My 8-year-old son Lucas recently joined the Chess Club at school. He didn’t have much experience other than a few games with our 10-year-old neighbor, so his first day in Chess Club was a disappointment for him.
My husband pulled out our old chess set from the depths of the hall closet and dusted it off so we could practice. I had mentioned several times that although I played quite a bit in college, I no longer remembered the names of the pieces much less how they moved. Lucas asked me to play with him, and when your 8-year-old asks you to play chess with him, ya freakin’ play chess with him. I consulted Google for a quick refresher in Chess and soon Lucas and I sat opposite one another with stern, focused looks on our faces.
It turns out playing chess is like riding a bike (or it was after I remembered that it’s called a “knight,” not a “horse.”) After about 45 minutes, I had Lucas’s king trapped. “Check,” I told him. He stewed for about five minutes trying to imagine a way he could escape my rook and bishop. I let him think about it, but when I saw his shoulders slump in defeat, I told him he played an excellent game and I held my hand out for a post-game handshake. He left me hanging.
“Whoa, dude, that’s not polite. You always shake hands after a game, win or lose. How ‘bout a high five instead?”

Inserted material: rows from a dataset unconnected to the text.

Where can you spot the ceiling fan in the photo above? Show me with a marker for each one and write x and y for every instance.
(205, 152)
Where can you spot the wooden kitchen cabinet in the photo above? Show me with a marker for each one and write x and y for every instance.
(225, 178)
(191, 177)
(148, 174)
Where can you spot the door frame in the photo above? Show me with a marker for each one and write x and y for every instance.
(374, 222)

He wasn’t interested. His bottom lip began to quiver. Soon, my gangly 8-year-old was sitting in my lap and sobbing. I wiped his frustrated tears with my hand and reassured him that he had played a great game, that it was perfectly normal, expected even, for beginners to lose almost every game. I told him it was part of the process. Meanwhile, my husband mouthed from the couch, “You should have let him win!”
Later, as he was getting ready for bed, Lucas continued to talk about our game. His tears had dried but he still hung onto every regretful move from our game. He spoke around his tooth brush, rambled while he peed and mumbled through his pajama shirt as he pulled it over his head. “I shouldn’t have moved my knight out of that spot!” “I should have sacrificed that pawn!” “I can’t believe I let you get my queen!”
Finally, as I pulled his covers over him, he got to the point he’d been dancing around for the previous thirty minutes: “Mom, can I ask you a favor?”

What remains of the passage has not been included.